Tuesday, August 28, 2007

Putting Away the Childish Things and Growing Up

The older I get, and yes, I’m aware that I’m not terribly old…yet…, and the more I grow in the faith, I’m finding that, typically, kids who grow up in Christian homes face a danger of being almost too comfortable with Christianity. I’ll try to explain what I mean, since I am one of those who did grow up in a Christian home and came to faith at a very young age. We are surrounded from before the time we are born with church and worship music and the talk of the Bible and Christianity. What a blessing that is! Unfortunately, so many of us don’t fully recognize what a wonderful blessing it is. I’m finding that there are dangers as well, and I want to remember this as I parent my children. It is helping me to focus how I pray for them.

We tend to almost be too casual about serious things, simply because they are so familiar. For the most part I was sheltered from much of the filth that is in the world, and that’s a good thing, I’m not complaining. And, by God’s grace, I was spared much of what we would say are “big” sins, though I want to be careful to note that I am aware that sin is sin in the eyes of God. Any sin mars me and separates me from holy God. Furthermore, we are born in sin. I am not downplaying the fact that all of us, every single one of us, has sinned and cannot reach God on our own merit, in fact we deserve hell. That is the wages of sin. What I mean is that since I came to saving faith young, I was spared much of what many people face by getting to young adulthood before coming to Christ. For this I am immensely grateful, there are not words enough to express. But there is a danger involved when we don’t realize how serious sin is personally. We can become too flippant and too casual with holy things simply because we’ve not really known anything different and they are so familiar.

I say all that to give this one example from my own life of something that I have recently done some thinking about. Maybe I’m being too serious again as I think about this, but this is where I am. Some of my Christian friends and I used to play this dorky little game in college when we would go out to eat or sit down together to have a meal, and I was recently reminded of it by someone I didn’t know back then but who had also played it. When we’d sit at the table, someone would, very quietly, without a word, put their thumbs up and sit quietly. As others noticed, they would quickly put their thumbs up. The last to notice and be left as the only one without thumbs up had to say the blessing before we ate. We all thought this was innocent and funny – I did, too. I played along and laughed as much as anyone, not thinking anything of it.

What’s wrong with that game, however, is that saying the prayer is seen as a penalty. The more I grow in the faith, the more I am becoming aware of what an awesome privilege prayer is. What a heavy price was paid so that we would have the inexpressible privilege to enter the throne room of Almighty God and present our petitions and praise. When we bow our heads to ask a blessing over our meal, which honestly is a gift in and of itself for which I’m learning to be immensely grateful, we are talking to the Holiest of All, the Supreme Lord of the Universe, our Creator and Lord. This is not a joke. I Peter 1:12 tells us the angels desire to look into these things (the gospel preached to us). We have been given something that we must not take lightly.
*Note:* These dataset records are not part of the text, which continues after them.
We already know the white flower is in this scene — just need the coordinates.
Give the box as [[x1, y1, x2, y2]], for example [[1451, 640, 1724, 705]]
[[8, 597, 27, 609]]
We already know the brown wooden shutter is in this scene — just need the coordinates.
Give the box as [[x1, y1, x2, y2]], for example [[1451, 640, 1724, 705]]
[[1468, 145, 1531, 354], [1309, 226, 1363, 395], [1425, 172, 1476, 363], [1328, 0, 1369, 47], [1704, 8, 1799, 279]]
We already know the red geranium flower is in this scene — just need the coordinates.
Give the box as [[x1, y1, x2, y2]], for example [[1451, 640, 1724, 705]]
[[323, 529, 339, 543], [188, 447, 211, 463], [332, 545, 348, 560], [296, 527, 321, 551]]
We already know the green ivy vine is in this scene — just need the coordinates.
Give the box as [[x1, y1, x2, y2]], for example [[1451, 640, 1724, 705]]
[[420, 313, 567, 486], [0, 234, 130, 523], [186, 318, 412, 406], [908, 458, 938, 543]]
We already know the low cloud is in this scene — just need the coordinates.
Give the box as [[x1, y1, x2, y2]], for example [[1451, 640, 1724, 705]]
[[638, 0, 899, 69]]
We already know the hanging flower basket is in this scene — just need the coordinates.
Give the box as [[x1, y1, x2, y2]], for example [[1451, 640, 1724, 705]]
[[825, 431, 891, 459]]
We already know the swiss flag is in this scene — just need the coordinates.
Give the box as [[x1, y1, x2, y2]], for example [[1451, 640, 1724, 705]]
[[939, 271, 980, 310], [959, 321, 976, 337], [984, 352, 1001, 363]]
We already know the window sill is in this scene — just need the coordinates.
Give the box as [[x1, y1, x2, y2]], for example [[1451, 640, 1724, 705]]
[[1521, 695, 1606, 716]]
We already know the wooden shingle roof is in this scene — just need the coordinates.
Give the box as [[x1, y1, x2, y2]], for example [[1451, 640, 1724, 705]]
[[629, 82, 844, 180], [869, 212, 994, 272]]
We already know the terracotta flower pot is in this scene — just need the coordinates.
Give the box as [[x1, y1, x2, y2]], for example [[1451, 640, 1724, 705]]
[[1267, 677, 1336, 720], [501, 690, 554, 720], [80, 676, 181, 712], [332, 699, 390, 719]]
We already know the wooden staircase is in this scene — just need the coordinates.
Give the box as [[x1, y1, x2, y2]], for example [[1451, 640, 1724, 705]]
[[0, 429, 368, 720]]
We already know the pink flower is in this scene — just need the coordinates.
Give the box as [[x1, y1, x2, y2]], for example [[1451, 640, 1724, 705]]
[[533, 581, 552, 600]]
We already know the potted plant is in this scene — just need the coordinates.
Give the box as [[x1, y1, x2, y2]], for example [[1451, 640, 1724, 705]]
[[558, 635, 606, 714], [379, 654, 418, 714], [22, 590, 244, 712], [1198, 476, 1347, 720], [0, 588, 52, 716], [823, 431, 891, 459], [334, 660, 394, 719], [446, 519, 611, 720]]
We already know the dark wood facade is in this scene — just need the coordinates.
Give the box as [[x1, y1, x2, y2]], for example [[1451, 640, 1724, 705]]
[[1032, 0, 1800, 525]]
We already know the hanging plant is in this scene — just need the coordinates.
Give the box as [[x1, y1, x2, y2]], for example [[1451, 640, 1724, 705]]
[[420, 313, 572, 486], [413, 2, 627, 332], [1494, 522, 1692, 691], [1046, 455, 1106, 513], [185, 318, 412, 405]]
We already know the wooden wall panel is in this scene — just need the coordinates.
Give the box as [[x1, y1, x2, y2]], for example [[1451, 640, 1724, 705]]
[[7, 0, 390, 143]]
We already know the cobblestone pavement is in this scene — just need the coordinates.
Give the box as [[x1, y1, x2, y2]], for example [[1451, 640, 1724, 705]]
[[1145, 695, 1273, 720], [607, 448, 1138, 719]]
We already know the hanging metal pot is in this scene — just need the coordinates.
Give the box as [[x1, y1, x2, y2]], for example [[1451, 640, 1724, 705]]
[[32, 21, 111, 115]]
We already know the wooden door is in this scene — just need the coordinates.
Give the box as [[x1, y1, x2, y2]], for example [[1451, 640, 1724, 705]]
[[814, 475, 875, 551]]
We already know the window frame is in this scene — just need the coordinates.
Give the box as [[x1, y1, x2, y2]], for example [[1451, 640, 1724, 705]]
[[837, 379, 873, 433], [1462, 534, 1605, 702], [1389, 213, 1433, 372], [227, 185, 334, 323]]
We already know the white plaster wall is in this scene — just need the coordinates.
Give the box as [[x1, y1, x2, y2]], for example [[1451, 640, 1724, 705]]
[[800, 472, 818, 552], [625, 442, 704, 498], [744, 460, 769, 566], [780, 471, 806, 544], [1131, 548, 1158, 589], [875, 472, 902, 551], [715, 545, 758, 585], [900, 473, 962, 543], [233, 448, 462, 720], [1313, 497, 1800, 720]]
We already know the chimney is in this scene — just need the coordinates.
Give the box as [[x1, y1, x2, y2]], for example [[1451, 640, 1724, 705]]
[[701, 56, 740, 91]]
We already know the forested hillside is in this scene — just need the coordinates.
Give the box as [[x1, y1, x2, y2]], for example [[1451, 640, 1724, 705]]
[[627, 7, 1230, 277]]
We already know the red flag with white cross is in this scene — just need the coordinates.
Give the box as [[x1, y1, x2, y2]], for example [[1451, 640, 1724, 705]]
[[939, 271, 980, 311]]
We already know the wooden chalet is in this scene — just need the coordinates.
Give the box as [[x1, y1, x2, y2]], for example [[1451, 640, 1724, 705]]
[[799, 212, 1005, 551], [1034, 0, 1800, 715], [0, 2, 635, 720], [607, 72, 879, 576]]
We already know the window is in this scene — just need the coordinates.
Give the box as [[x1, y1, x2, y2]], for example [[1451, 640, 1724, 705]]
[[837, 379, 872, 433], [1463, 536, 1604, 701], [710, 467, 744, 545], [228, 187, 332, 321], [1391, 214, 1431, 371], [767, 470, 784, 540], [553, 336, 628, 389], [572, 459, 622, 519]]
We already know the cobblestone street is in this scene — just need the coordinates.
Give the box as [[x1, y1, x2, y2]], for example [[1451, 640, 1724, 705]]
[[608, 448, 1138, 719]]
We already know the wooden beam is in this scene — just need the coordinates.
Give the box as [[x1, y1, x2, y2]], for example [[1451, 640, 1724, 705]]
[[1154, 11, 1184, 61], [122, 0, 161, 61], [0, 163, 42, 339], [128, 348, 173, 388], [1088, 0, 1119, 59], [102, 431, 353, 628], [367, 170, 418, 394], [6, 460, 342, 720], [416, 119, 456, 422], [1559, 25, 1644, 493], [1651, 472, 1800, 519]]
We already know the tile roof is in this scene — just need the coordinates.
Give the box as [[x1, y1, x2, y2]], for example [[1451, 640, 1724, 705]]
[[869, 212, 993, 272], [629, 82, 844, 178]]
So, when someone asks who will pray, why is there so often the silence of crickets instead of all of us wanting to participate in the privilege? When a Bible teacher asks if anyone would like to open up the meeting in prayer and everyone quickly says, “Nope, you can do it,” what are we really saying? I understand not everyone is comfortable praying in public, but I’m concerned that we need to get past that and try to remember Who we are talking to. It shouldn’t matter to me what the people in the room think of my prayer. I’m not talking to them.

What an incredible privilege to pray. And know that in reading this, you are actually looking over my shoulder at a personal journal entry. I’m indicting myself here. I do not pray as I ought. How shamefully often I neglect the privilege, the indescribably immense and awesome privilege of praying to God. May I never joke about it again.

1 Corinthians 13:11-12 “When I was a child, I spoke as a child, I understood as a child, I thought as a child; but when I became a man, I put away childish things. For now we see in a mirror, dimly, but then face to face. Now I know in part, but then I shall know just as I also am known.”

2 comments:

Kelly @ Love Well said...

WELL SAID!

Commented the girl who grew up so deep within the Christian subculture she didn't even know a self-professing non-Christian until she went to public school at age 16.

I could write a book on the dangers of growing up Christian. This post illustrates one. I am tremendously grateful for my heritage. Yet I am still learning to un-peel the onion layers from my faith to get down to the real.

P.S. I realized the same thing about the "thumbs up prayer game" when I was a high school youth leader in college. Having already tasted the wonder inherent in authentic prayer, I started saying, "Hey, I'd love to pray. More than happy."

Lisa Hellier said...

I used to play that same game. Several years back when I was convicted of my irreverent attitude towards prayer, apathy even, God used many events to humble me as to how I was to pray, recognizing it as a true and precious privilege. A well done and genuine post.